American Gangster

  • Informationen zum Film
  • American Gangster

  • Originaltitel:
    American Gangster
    Genre:
    Krimi, Drama
    Produktionsland:
    USA
    Produktionsjahr:
    2007
    Kinostart Deutschland:
    15.11.2007
    Kinostart USA:
    02.11.2007
  • Cast & Crew
  • Regie:
    Ridley Scott
    Drehbuch:
    Steven Zaillian, Mark Jacobson
    Musik:
    RZA, Marc Streitenfeld
    Darsteller:
    Armand Assante, Ted Levine, Joe Morton, Denzel Washington, Russell Crowe, John Hawkes, Yul Vazquez, Cuba Gooding Jr., Ruby Dee, Ritchie Coster, Bari K. Willerford, Roger Guenveur Smith, Carla Gugino, Josh Brolin, Chiwetel Ejiofor, Idris Elba, Lymari Nadal, Malcolm Goodwin, Ruben Santiago-Hudson, Skyler Fortgang, John Ortiz, Kathleen Garrett, Common, Warner Miller, Albert Jones, J. Kyle Manzay, T.I., Melissia Hill, Quisha Saunders, RZA
  • Inhalt
  • Harlem in den frühen 1970er Jahren. Der Vietnamkrieg tobt, die New Yorker Polizei ist korrupt und das organisierte Verbrechen am Vormarsch. Mächtige Gangsterbosse beherrschen die Nachbarschaft, von manchen werden sie als Volkshelden verehrt, von anderen als brutale Mörder verachtet. Im Schatten des schwarzen Gangsters Bumpy Johnson setzt der zielstrebige Frank Lucas (Denzel Washington) alles daran um am boomenden Drogengeschäft kräftig mitzunaschen.

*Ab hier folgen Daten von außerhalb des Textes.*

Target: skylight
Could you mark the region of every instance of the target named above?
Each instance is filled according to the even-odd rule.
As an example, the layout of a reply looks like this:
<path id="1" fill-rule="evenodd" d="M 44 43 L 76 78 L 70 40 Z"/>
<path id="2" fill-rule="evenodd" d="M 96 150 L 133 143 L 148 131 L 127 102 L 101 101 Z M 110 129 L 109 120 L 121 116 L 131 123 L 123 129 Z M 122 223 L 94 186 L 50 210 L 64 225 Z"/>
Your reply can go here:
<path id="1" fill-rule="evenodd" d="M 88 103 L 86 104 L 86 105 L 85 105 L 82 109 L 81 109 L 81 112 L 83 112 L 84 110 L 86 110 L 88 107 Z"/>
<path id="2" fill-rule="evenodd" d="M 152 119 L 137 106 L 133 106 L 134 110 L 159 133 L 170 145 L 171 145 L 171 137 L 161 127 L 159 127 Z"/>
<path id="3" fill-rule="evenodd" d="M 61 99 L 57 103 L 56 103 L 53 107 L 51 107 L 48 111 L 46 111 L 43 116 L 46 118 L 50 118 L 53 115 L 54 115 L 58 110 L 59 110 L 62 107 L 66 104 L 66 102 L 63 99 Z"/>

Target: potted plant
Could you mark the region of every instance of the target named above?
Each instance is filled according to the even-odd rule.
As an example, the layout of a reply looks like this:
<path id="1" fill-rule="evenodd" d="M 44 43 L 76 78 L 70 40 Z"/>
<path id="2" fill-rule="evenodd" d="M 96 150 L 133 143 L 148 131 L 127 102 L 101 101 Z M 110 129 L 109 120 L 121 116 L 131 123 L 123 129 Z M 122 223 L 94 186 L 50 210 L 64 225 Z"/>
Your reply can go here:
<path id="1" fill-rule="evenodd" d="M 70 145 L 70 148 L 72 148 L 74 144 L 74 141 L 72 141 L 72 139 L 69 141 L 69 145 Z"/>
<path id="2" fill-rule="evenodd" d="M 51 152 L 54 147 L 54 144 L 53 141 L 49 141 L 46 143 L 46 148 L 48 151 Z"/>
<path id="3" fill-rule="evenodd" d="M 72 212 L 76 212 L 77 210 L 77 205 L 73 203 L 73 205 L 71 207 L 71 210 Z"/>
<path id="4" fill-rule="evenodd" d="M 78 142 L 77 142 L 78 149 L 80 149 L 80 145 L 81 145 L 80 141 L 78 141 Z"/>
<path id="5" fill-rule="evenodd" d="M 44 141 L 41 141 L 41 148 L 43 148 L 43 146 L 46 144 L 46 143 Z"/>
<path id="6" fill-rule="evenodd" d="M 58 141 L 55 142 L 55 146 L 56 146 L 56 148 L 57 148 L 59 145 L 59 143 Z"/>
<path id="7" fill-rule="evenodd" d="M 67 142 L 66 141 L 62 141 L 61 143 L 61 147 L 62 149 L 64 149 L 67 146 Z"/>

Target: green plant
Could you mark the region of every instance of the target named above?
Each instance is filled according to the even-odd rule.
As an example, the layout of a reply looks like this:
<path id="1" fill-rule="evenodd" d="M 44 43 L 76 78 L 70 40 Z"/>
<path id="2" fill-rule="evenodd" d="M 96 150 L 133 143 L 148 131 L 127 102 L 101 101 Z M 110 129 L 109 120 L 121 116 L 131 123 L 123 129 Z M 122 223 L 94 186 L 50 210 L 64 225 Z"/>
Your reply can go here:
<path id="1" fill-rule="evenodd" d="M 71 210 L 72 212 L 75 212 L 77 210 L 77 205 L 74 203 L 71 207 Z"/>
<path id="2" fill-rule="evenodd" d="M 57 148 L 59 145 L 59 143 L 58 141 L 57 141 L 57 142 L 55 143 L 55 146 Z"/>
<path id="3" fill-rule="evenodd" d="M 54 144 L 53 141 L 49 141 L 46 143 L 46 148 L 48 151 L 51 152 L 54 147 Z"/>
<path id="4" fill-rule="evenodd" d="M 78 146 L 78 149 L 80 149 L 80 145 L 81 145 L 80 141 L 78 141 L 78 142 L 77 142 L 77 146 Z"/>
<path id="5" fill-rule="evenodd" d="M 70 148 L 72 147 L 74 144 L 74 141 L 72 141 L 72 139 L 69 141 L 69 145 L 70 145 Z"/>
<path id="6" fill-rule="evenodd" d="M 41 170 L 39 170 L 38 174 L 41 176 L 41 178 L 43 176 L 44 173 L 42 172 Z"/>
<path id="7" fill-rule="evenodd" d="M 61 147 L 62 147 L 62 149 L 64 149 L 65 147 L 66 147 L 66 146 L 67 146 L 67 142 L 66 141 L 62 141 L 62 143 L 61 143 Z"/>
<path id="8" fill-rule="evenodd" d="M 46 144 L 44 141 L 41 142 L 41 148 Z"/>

Um bestmögliche Kontrolle über alle Abläufte, sowie höchstmöglichen Profit mit dem Stoff machen zu können, kauft Lucas das Heroin direkt in Vietnam, schmuggelt es in den Särgen gefallener US-Soldaten nach New York und verkauft es dort über seine Verteilerstellen auf den Straßen von Harlem. Die Profite sind immens, die niedrigen Verkaufspreise sind der Konkurrenz allerdings ein Dorn im Auge. Auch der Polizei ist die unter dem Namen "Blue Magic" verkaufte Droge nicht verborgen geblieben. Detective Richie Roberts stellt Ermittlungen an und kämpft dabei immer wieder an mehreren Fronten. Einerseits jagt er zwielichten Verbrechern hinterher, andererseits erschweren immer wieder korrupte Kollegen die Ermittlungen...
  • Filmkritik
  • Das Drehbuch zu AMERICAN GANGSTER basiert auf Mark Jacobsons Artikel "The Return of Superfly", welcher im New York Magazine publiziert wurde. Der renommierte Drehbuchautor Steven Zaillian (SCHINDLER'S LIST, GANGS OF NEW YORK) entwickelte daraus eine umfangreiche Biographie über den legendären, schwarzen Gangsterboss aus Harlem. Die Story wird zwar geradlinig und schnörkellos erzählt, gönnt sich jedoch mit immanenter Hartnäckigkeit einige Längen, die speziell im Mittelteil des Films mehrfach zur Geduldsprobe werden. Die Dramaturgie ist langsam, fast bedächtig, und weigert sich beharrlich auch nur die geringste Spannung aufkommen zu lassen. Erst im letzten Drittel gewinnt der Film etwas an Fahrt und durchbricht die nahezu zweistündige Lethargie, mit der sich AMERICAN GANGSTER zunächst einhüllt. Damit ist jedoch nicht die Absenz pompöser Actionszenen, oder grimmiger Shoot Outs gemeint. Dem Film mangelt es in der ersten Hälfte einfach an inhaltlichen, emotionalen und darstellerischen Höhepunkten. Russel Crowe bringt seinen von Grund auf ehrlichen Cop Richie Roberts durchwegs interessant und ansprechend auf die Leinwand, Denzel Washington ist hingegen als kaltblütiger Gangster weitaus weniger effizient. Seine zielstrebige Bösartigkeit wirkt aufgesetzt, seine Bedrohlichkeit blitzt zwar in kurzen Sequenzen auf, ist in Summe jedoch mangels Intensität nicht wirklich gut sichtbar. Washington wirkt über weite Strecken, als hätte eine seiner strahlenden Heldenrollen aus anderen Filmen einen schlechten Tag. Selbst wenn seine Figur sich vielfach in ihren inneren Grauzonen bewegt und damit durchwegs Potenzial hätte, verschwimmt seine Performance leider oftmals ins Unscharfe ohne dabei die Essenz der Figur auf den Punkt zu bringen. Die schauspielerischen Highlights des Films sind eher abseits der Hauptrollen zu finden, wie zum Beispiel die exzellent agierende Ruby Dee als Mama Lucas. Sie vermag es ihre kurzen Szenen mit emotioneller Substanz anzureichern, die noch minutenlang nachschwingt. Josh Brolin gibt als korrupter Detective Trupo ebenfalls eine charismatische Performance ab und ist damit um einiges intensiver als beide Hauptrollen zusammen.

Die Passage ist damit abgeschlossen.